Dealership Sings Blues

A 75-year old dealership on the outskirts of Detroit called upon the city's finest blues bands to help serenade sales during an annual car cruise. They drew 2,000 people to the used-car lot and helped raise money for the Rotary Club. Blues music doesn't have a color or a city line, says Dennis Valentine, general manager of Merollis Chevrolet in Eastpointe, MI. We welcomed people from all over Detroit

A 75-year old dealership on the outskirts of Detroit called upon the city's finest blues bands to help serenade sales during an annual car cruise. They drew 2,000 people to the used-car lot and helped raise money for the Rotary Club.

“Blues music doesn't have a color or a city line,” says Dennis Valentine, general manager of Merollis Chevrolet in Eastpointe, MI. “We welcomed people from all over Detroit and the suburbs.”

The concert — dubbed the Blues Cruise — occurred Friday and Saturday evenings during an annual June Gratiot Avenue Cruise, a two-mile parade of classic Chevrolets, Fords and Chryslers along the eight-mile roadway. The Eastpointe Rotary budgeted $22,000 to purchase a tent, extra security and a lineup of 10 bands.

Outside the dealership, the crew changed its display vehicles every two hours, from SSR's to Avalanches to shiny red Corvettes. Members of the Street Lethal Performance Club parked their vintage Camaros on the lot.

Traffic moved at a snail's pace so the vehicles had maximum exposure, according to Valentine. “If I was to do one thing differently I'd start the live music earlier on Saturday,” he says. Crowd counts were highest when the bands played.

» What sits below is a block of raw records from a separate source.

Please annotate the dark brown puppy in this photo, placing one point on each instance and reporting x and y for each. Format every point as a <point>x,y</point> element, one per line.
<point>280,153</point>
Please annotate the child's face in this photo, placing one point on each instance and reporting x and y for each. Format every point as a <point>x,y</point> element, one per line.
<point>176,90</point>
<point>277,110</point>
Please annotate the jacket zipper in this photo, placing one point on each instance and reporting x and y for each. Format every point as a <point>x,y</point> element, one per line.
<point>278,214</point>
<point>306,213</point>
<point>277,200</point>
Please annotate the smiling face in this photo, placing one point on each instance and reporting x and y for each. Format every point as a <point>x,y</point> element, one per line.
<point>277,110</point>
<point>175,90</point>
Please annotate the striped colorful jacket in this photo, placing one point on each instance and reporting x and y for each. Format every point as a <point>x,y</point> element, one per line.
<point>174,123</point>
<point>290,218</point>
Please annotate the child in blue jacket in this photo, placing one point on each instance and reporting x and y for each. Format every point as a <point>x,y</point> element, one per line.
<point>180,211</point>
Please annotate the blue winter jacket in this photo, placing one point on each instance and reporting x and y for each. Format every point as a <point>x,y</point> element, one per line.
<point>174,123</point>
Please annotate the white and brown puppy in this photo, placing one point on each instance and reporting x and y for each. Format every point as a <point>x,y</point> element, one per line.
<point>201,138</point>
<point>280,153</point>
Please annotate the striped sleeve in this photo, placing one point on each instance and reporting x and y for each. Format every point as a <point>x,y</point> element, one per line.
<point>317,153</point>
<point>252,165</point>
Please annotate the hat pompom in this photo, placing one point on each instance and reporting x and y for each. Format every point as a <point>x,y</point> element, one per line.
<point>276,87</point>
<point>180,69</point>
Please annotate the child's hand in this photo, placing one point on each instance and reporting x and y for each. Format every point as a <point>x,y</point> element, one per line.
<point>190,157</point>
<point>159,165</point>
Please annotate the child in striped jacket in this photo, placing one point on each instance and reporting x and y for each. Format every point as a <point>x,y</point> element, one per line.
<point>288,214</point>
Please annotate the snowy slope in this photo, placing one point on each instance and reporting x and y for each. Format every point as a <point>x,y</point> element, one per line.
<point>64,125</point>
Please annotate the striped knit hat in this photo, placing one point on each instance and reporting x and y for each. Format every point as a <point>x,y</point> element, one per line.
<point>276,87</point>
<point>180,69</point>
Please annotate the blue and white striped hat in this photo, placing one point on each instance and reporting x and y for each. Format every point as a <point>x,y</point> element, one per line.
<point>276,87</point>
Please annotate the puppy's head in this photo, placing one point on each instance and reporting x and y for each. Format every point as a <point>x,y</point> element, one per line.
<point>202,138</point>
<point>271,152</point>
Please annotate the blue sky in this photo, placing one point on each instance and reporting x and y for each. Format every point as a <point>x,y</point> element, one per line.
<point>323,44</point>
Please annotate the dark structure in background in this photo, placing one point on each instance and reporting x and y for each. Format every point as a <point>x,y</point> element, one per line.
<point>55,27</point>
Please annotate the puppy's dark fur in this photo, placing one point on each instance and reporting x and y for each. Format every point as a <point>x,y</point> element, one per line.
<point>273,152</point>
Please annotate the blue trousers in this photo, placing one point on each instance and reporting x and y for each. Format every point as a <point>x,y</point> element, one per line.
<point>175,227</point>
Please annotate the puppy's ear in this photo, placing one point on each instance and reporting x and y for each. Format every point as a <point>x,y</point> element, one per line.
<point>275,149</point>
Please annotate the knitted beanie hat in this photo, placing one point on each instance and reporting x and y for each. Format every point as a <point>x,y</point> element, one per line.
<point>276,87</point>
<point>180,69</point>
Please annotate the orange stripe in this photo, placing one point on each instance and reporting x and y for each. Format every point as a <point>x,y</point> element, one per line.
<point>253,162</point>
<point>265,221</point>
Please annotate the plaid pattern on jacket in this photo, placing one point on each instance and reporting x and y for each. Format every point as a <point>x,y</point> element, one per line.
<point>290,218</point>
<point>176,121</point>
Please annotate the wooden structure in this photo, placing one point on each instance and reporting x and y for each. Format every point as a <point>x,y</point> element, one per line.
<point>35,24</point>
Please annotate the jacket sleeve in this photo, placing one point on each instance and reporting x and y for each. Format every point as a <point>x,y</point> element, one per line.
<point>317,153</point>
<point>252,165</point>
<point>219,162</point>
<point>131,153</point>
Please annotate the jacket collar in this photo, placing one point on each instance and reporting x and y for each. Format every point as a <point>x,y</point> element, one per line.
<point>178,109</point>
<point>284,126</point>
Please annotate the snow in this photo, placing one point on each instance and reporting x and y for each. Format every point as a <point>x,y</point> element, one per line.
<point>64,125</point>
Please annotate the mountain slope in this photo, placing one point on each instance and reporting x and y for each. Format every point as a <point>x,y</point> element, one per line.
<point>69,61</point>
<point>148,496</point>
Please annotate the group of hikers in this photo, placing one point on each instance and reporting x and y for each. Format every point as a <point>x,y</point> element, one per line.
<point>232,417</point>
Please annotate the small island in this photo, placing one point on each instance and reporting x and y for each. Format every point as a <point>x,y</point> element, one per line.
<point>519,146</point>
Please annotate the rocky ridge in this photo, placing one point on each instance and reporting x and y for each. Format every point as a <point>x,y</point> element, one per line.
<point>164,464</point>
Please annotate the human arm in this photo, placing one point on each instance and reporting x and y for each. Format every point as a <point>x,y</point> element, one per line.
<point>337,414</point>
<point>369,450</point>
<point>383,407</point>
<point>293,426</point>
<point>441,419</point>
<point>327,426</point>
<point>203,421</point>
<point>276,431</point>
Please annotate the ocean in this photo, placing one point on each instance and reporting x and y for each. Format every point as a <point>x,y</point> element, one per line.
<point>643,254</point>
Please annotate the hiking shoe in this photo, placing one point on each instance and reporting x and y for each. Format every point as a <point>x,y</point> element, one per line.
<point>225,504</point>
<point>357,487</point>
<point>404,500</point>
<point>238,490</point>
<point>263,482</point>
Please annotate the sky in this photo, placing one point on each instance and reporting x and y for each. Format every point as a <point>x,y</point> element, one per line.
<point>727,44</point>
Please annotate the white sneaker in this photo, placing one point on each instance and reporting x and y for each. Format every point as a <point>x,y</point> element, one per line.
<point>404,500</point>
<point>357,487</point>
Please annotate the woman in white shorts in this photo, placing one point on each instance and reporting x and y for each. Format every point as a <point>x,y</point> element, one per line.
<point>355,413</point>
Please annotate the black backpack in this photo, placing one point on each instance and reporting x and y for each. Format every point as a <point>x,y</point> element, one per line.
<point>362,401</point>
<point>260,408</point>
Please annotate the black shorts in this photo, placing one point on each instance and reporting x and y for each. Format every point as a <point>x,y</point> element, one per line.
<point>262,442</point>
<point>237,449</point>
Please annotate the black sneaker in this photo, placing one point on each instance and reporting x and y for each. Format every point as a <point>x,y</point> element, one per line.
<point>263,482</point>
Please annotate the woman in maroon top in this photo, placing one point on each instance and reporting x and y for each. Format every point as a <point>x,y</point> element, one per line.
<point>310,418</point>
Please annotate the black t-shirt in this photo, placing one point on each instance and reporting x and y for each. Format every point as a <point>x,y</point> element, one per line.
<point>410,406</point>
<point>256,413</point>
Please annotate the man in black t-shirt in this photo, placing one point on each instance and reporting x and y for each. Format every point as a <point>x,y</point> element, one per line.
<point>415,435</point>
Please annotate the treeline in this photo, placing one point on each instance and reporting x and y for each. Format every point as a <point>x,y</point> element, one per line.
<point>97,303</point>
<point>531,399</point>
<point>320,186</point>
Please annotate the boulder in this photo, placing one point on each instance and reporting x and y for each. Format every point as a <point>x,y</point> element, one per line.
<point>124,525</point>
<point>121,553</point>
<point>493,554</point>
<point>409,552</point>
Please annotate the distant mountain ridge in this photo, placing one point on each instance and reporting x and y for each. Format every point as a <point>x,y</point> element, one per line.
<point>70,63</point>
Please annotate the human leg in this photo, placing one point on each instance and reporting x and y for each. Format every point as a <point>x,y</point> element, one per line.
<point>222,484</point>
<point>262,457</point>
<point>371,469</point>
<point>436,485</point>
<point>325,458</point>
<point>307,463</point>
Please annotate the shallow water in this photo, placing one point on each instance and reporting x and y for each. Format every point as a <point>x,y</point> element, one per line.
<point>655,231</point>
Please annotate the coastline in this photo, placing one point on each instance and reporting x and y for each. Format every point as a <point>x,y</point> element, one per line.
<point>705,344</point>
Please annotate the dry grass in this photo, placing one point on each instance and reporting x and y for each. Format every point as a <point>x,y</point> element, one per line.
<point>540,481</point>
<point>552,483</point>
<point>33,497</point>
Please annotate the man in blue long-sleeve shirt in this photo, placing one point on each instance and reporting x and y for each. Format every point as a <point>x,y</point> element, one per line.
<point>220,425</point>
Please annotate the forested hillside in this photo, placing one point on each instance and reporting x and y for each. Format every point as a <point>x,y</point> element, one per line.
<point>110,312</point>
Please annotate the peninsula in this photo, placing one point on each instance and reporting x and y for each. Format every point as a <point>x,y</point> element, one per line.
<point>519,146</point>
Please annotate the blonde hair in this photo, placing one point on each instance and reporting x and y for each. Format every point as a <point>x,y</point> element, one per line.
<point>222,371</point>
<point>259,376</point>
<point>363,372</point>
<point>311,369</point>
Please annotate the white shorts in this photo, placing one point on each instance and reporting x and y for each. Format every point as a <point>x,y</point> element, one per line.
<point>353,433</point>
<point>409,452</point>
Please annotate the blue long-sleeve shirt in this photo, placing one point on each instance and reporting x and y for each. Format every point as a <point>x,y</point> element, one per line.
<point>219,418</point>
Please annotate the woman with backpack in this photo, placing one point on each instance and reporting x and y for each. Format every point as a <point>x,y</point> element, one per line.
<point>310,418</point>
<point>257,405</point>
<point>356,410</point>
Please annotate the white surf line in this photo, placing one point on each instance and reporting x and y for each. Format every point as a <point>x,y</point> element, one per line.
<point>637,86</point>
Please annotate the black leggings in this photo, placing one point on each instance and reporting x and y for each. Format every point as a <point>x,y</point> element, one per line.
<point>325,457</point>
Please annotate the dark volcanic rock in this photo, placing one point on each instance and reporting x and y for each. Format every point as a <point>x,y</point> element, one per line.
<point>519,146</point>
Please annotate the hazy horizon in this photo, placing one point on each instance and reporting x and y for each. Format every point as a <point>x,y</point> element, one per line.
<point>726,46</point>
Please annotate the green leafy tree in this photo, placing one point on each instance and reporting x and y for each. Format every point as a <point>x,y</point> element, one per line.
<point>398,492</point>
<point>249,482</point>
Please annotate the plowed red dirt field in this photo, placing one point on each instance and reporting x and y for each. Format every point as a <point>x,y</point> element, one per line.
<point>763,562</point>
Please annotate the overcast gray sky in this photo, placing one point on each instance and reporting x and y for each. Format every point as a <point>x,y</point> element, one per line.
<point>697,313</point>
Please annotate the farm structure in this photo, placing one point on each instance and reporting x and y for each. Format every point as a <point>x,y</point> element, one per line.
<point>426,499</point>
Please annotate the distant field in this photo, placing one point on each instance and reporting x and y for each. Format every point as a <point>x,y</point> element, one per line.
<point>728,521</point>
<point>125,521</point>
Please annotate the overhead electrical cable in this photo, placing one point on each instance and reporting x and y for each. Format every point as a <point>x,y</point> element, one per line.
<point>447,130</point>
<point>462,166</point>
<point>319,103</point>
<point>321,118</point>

Serenading sales is nothing new, according to Skip Harkness, director of the National Automobile Dealers Assn.'s 20 Group. He recalls one Midwest dealership that has bluegrass musicians perform for prizes in the showroom. A dealership in Montana once hosted a battle of the bands for rock performers.

“Give people many more reasons to come out shopping for a car. Once one dealership does it, the idea is there forever, Harkness said. No dealer to his knowledge has hosted a blues concert, another idea to add to brainstorming sessions.

The Rotarians approached Merollis Chevrolet, asking to use its used-car lot on cruise weekend. They sought a visible beacon to the south end of town where business is more marginal. Another dealership, Drummy Oldsmobile, went out of business in 2002, leaving its empty carcass behind. The club hopes to raise money for a public swimming pool nearby.

Merollis, owned by minority dealer Bill Perkins, generates $55 million in annual sales by retailing 2,200 new and used trucks. It has 15 salespeople. None of the current sales crew rivals its legendary 1960s super-salesman, Joe Girard.

The affable Girard, made the Guinness Book of World Records 12 times for achieving the highest vehicle sales tally in the world. Between 1963-77, he rose to an all-time record of 1,425 cars a year, an average of six new vehicles a day‥

Today, the dealership cultivates sales through charity networking such as the blues concert, exceptional customer service and blanket advertising on cable television.

What does Valentine plan to do differently if he hosts another blues concert?

“We'll double our advertising budget when we do this concert again. I can guarantee we'll repeat it because we had lots of interest in our vehicles,” he says.